"You must give me the right to settle this affair with him," said her visitor. "We cannot risk such statements being made to people of the village, to such a man as Poussette, for example."
"Oh—Poussette!" Miss Clairville found it possible and even pleasant now to laugh. "Do you not know then all about Mr. Poussette? He is in love with me, too, or so he says. Yes, I have had a great deal of bother with him. That poor Mme. Poussette! It is not enough that one is faded and worn and has lost one's only little child, but one must also be wished dead, out of the way by one's husband. Ah—you are startled, mais c'est la belle verité! It is a good thing to be a clergyman, like you, Mr. Ringfield; you are removed from all these bétises, all these foolish imaginings. You do your work and look neither to the right nor the left. How I wish I were like you! I only pray, for I do pray sometimes, that no thought of me will ever darken your young and ardent life; I only hope that no care for me will ever turn you aside from your plain duty."
"Do not, please," broke in Ringfield, pushing back his chair so loudly that she was obliged to beg more caution, "use that tone to me. Twenty-six is not so very young. I should have spoken and felt as I feel and as I speak when I was twenty. So Poussette is added to your list of admirers! Will it be Father Rielle himself next, I wonder? Oh, Miss Clairville—I was right! The theatre is no place for you. I ask you to leave it, to forsake it for ever. This your opportunity. Do not go back to it. I do not, it is true, know anything about it from actual experience, but I can gather that it presents, must present, exceptional temptations. Will you not be guided by me? Will you not take and act upon my advice?"

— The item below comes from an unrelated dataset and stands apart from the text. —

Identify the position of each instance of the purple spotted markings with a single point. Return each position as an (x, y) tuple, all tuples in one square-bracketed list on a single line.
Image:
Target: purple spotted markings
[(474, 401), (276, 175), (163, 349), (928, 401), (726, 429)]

"But the special troubles that beset me are here, not within the theatre! If Poussette is silly, with his ridiculous attentions when he thinks his wife is not looking, if the other person, if——"
"You mean this man Crabbe?"
She inclined her head; at the mention of the name all spirit seemed to die out of her.
"If he maligns me, slanders and lies about me, that is here—here at St. Ignace, and not at the theatre. Why, then, do you expect me to return here for good? I come back too often as it is. I should leave here altogether, but that some influence, some fate, always draws me back."
"Whose influence? for with fate I will have nothing to do. God and a man's self—with these we front the world, the flesh, and the Devil. Crabbe's evil influence still! You knew him when he called himself by another name?"
"Yes, Mr. Edmund Hawtree. We, we—— I suppose you would call it a flirtation. He was very different then, as you may believe."
Jealousy leapt into Ringfield's breast, the first he had ever known, and a common retort sprang to his lips.